Blog Posts

Python Script for RSA signing/verifying

05-01-2023

Github Page: https://github.com/pkiscape/rsa-signverify

This python script, "rsa-signverify.py" uses the python cryptographic library to perform digital signature functions. It can sign data using RSA/PSS and verify signatures. You can first generate an RSA keypair with openssl if you don't have a keypair.

After generating the RSA keypair, you can sign data. The --sign parameter will load the private key(--key), and then it will hash (SHA256) the message that was passed with --sign and then sign the digest. The --verify parameter will load the public key(--key). It will then verify the signature(--signature)/message(--verify) with the public key.

Generate private key:


    openssl genpkey -algorithm RSA -pkeyopt rsa_keygen_bits:2048 -out rsa2048.key

Then you can derive public key from private key:


    openssl rsa -in rsa2048.key -pubout -out rsa2048.pub

Note: This script requires cryptography - https://pypi.org/project/cryptography/

pip3 install cryptography

Usage:


    usage: rsa-signverify [-h] [-k KEY] [-s SIGN] [-v VERIFY] [-sig SIGNATURE] [-out OUT]

    optional arguments:

      -h, --help            show this help message and exit

      -k KEY, --key KEY     Define the RSA private or public key file in PEM format

      -s SIGN, --sign SIGN  Specify file to sign using RSA private key. Uses PSS padding.
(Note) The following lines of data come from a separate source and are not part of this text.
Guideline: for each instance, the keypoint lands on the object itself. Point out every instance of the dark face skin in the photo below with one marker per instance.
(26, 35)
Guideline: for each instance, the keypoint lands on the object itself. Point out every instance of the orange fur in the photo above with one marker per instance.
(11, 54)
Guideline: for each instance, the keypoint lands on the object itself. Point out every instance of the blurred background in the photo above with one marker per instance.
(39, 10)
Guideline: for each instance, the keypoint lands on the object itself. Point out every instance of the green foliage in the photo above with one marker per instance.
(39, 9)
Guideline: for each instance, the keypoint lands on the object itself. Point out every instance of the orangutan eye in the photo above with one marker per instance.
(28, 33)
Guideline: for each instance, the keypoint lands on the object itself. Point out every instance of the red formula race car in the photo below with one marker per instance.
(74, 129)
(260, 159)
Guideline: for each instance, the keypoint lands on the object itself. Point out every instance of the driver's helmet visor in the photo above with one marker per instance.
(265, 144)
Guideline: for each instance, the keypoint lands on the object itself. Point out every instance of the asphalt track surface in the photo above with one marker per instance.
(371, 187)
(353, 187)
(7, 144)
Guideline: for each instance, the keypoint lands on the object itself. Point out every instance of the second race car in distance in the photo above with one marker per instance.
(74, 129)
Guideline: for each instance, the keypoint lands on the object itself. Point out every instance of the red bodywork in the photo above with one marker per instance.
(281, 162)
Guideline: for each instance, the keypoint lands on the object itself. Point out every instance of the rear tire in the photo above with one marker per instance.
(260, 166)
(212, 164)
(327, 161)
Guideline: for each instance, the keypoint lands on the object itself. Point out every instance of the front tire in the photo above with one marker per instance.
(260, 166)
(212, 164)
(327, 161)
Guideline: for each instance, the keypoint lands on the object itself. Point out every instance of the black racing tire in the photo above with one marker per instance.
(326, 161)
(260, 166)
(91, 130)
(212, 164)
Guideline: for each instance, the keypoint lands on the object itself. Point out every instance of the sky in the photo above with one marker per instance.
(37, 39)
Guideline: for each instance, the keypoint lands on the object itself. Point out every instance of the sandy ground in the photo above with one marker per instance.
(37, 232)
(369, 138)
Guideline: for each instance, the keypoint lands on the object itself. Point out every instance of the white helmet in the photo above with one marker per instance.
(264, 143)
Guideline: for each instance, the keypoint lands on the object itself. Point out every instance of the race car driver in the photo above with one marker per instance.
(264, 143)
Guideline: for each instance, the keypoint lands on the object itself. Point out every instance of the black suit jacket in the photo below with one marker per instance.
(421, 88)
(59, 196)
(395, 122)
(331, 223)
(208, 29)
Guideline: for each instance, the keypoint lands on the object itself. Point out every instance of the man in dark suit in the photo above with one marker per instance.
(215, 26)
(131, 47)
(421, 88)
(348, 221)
      -v VERIFY, --verify VERIFY

                            Specify message to verify using passed RSA public key

      -sig SIGNATURE, --signature SIGNATURE

                            Specify signature to verify using passed RSA public key

      -out OUT, --out OUT   Define the file in which to write the signature. Defaults to "signature.bin"

====Signing====

Generic signing using your RSA private key. It uses PSS padding (Probabilistic signature scheme). It saves the signature as signature.bin


    rsa-signverify.py  -k private_key.pem -s data.png

Same as above, but define a file to write the signature to a custom file.
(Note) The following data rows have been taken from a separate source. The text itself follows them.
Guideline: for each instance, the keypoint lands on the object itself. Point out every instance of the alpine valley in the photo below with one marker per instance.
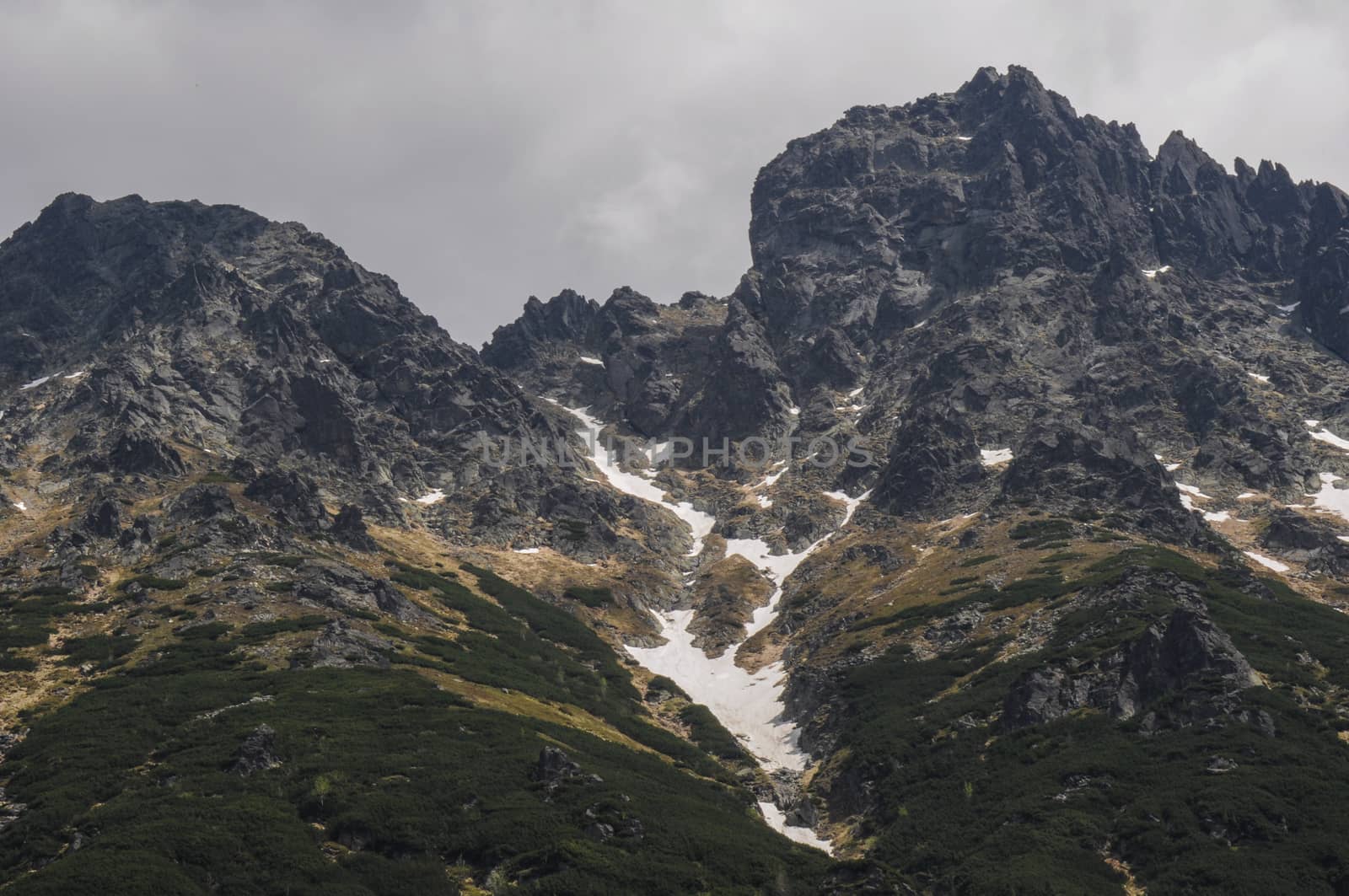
(1020, 561)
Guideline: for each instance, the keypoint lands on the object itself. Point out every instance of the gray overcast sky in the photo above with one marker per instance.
(483, 152)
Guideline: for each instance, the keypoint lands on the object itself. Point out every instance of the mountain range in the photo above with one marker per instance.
(988, 537)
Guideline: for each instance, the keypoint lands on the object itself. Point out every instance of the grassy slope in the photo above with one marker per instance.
(391, 781)
(1038, 810)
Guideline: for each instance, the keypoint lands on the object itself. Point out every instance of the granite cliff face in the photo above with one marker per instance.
(986, 534)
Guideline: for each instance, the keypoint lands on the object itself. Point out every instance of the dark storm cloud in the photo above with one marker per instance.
(479, 153)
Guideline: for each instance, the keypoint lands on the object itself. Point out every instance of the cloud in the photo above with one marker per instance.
(481, 153)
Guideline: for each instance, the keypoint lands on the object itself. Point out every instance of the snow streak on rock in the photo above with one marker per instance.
(748, 703)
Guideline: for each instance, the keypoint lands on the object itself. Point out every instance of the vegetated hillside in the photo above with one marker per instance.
(327, 720)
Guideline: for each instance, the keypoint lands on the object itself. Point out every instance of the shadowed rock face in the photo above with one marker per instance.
(995, 256)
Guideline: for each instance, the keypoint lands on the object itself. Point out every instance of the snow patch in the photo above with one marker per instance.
(995, 456)
(37, 382)
(699, 523)
(1330, 498)
(1330, 439)
(1267, 561)
(748, 703)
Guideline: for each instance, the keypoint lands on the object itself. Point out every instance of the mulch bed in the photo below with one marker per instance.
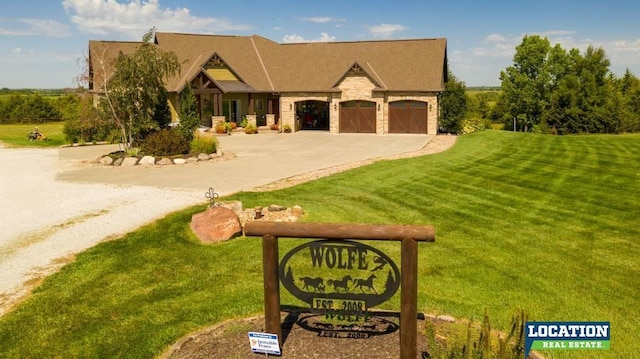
(302, 339)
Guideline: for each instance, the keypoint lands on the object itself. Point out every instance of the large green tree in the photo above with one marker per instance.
(131, 95)
(453, 105)
(524, 84)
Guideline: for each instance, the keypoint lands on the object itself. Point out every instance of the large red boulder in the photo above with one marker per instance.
(216, 224)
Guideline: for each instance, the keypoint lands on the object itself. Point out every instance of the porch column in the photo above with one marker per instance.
(251, 109)
(217, 104)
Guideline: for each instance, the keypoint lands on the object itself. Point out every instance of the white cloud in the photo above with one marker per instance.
(322, 19)
(495, 38)
(324, 37)
(385, 30)
(133, 18)
(35, 27)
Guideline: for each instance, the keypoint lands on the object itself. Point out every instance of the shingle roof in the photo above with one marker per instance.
(266, 66)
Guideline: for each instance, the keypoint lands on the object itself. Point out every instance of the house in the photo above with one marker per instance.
(341, 87)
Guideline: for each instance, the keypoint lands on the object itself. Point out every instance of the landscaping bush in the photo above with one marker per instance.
(470, 125)
(203, 143)
(251, 129)
(166, 142)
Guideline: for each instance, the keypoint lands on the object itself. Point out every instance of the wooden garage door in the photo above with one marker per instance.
(358, 117)
(407, 117)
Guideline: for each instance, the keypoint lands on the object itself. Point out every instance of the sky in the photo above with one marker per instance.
(43, 43)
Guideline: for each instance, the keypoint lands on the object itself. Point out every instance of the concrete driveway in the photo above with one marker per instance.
(257, 160)
(56, 205)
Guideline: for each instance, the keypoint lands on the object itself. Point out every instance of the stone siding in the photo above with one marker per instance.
(357, 87)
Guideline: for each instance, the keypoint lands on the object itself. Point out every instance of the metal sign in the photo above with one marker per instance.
(264, 343)
(341, 279)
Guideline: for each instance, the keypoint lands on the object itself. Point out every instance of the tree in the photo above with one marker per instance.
(524, 84)
(189, 119)
(132, 94)
(453, 105)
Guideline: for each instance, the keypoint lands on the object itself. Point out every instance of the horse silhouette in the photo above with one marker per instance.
(343, 283)
(361, 283)
(317, 284)
(380, 261)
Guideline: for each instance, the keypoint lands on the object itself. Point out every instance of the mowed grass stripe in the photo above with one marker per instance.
(546, 224)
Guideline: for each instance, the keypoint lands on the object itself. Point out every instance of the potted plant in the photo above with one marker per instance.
(221, 127)
(251, 129)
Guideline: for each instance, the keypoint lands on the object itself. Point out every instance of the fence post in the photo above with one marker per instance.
(271, 285)
(409, 299)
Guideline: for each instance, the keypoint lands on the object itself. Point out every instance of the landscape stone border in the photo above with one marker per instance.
(107, 160)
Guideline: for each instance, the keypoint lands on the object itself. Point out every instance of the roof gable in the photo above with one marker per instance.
(262, 65)
(357, 69)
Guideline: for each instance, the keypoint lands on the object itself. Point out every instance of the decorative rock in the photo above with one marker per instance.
(147, 160)
(106, 160)
(165, 161)
(216, 224)
(129, 161)
(258, 212)
(235, 206)
(297, 211)
(276, 208)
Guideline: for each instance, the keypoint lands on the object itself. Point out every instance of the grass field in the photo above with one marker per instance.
(550, 225)
(16, 134)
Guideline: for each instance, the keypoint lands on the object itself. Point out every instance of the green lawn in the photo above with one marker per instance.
(16, 134)
(547, 224)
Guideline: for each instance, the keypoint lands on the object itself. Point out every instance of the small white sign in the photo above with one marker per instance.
(264, 343)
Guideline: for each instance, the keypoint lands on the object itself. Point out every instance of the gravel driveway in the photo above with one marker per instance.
(45, 222)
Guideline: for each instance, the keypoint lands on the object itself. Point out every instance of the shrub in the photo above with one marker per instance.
(203, 143)
(166, 142)
(470, 125)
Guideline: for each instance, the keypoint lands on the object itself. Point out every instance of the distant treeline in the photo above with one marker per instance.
(34, 106)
    rsa-signverify.py -k private_key.pem -s data.png -out data.png.sig

====Verifying signatures====

When verifying signatures, pass the public key (public_key.pem) along with the actual message (data.png) and the signature (data.png.sig)


    rsa-signverify.py -k public_key.pem -v data.png -sig data.png.sig

"Verification Successful" will appear when the signature and message can be verified with the public key.
If the signature does not match, verify() will raise an InvalidSignature exception.